Wordlessly, they jerked their thumbs at Sinclair. Seeing me stare and flop still more, Jessica added, “You want the CliffsNotes version?”
“Are you two done? Sounds like you’re done. Thank God you’re done.” Another roommate, Dr. Marc Spangler, shoved the swinging kitchen door open and marched straight to the blender, which was oozing with strawberry-banana smoothies. It was a lava flow of delicious strawberry-icy goodness!
He poured himself a generous cup, stared at the fridge where Tina kept her vodka, debated leaping off the wagon, decided to cling to said wagon for another hour, turned away from the fridge, and plopped onto one of the kitchen chairs around our big, wide wooden table. You could slaughter and dress a moose on the thing. We mostly just drank smoothies there, though.
A quick word about Tina’s vodka collection. Like all vampires, she was constantly thirsty. Unlike many (many being my code for less than a dozen) she tried to keep it at bay with frozen drinks made from potatoes. She also adored variety. Not that you could tell from her schoolgirl-bait wardrobe. Wait. Did schoolgirl-bait mean she was dressing to bait schoolgirls or was bait to people who liked—argh, focus!
Anyway, in our freezer lurked cinnamon-flavored vodka and bacon-flavored vodka. Ditto chili pepper and bison grass and bubble gum. Go ahead and barf . . . I nearly did.

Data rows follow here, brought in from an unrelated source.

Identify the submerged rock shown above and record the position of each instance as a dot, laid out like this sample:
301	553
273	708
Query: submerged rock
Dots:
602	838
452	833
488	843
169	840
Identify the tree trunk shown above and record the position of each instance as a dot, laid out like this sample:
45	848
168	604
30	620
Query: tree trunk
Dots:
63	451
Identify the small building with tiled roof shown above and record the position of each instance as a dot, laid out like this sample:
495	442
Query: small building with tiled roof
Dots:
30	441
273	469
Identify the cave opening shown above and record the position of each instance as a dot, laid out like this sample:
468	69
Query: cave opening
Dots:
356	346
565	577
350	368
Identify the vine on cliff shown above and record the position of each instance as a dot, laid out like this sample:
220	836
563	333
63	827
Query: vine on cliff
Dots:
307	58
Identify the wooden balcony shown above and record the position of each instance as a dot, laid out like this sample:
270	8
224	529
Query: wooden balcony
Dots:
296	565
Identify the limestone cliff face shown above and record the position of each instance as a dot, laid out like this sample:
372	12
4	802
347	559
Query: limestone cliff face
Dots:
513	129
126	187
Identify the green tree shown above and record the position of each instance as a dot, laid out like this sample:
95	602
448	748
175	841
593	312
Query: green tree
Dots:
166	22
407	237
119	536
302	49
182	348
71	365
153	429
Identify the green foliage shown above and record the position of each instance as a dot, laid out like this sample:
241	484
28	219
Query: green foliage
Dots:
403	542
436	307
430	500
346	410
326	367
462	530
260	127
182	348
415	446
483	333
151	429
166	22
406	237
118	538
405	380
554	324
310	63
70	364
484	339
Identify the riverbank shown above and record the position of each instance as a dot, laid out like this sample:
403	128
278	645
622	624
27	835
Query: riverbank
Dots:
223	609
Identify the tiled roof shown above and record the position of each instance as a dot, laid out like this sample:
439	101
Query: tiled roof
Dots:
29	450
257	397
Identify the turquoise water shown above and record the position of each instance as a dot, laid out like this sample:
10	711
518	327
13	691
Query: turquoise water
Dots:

“Now that you two’ve finished your unholy banging,” Marc began, taking a monster slurp, “tell me all about the past. Is it smelly? Is the food great? Do they really say ‘prithee’? And how come Laura’s not here?”
“Laura didn’t come back with me.” Even as I said it I realized it was weird. “I mean, she made a doorway to here for me, but she stayed in hell. Or made herself a doorway and went to her apartment from hell. Or both. Or neither.”
“Ah, beloved, one of the things I most cherish about you is your attention to detail.”
“Yeah, well, I’ll cherish you for shutting up now. I’m not my sister’s keeper.” Though if anyone needed one, the Antichrist qualified.
Marc was gulping his smoothie, and Jessica and Nick were watching him with some fascination. He had told me once that he’d gotten in the habit of bolting liquid meals when he was an intern. He could gulp down the equivalent of two pints of strawberries in three monster swallows. When he was off the wagon, he drank all his meals.
It was an indicator of how little I wanted to talk about the future and the past by how interested I was letting myself get in something I was normally leery about discussing. “Uh, so, how are the AA meetings going?”
He cocked an eyebrow at me. “Don’t take my inventory, Betsy.”
“I don’t know what that means,” I admitted over Nick’s snort.
“It means addicts in recovery know what they’re supposed to do to stay clean and whether or not they’re doing it. They dislike being reminded of it.”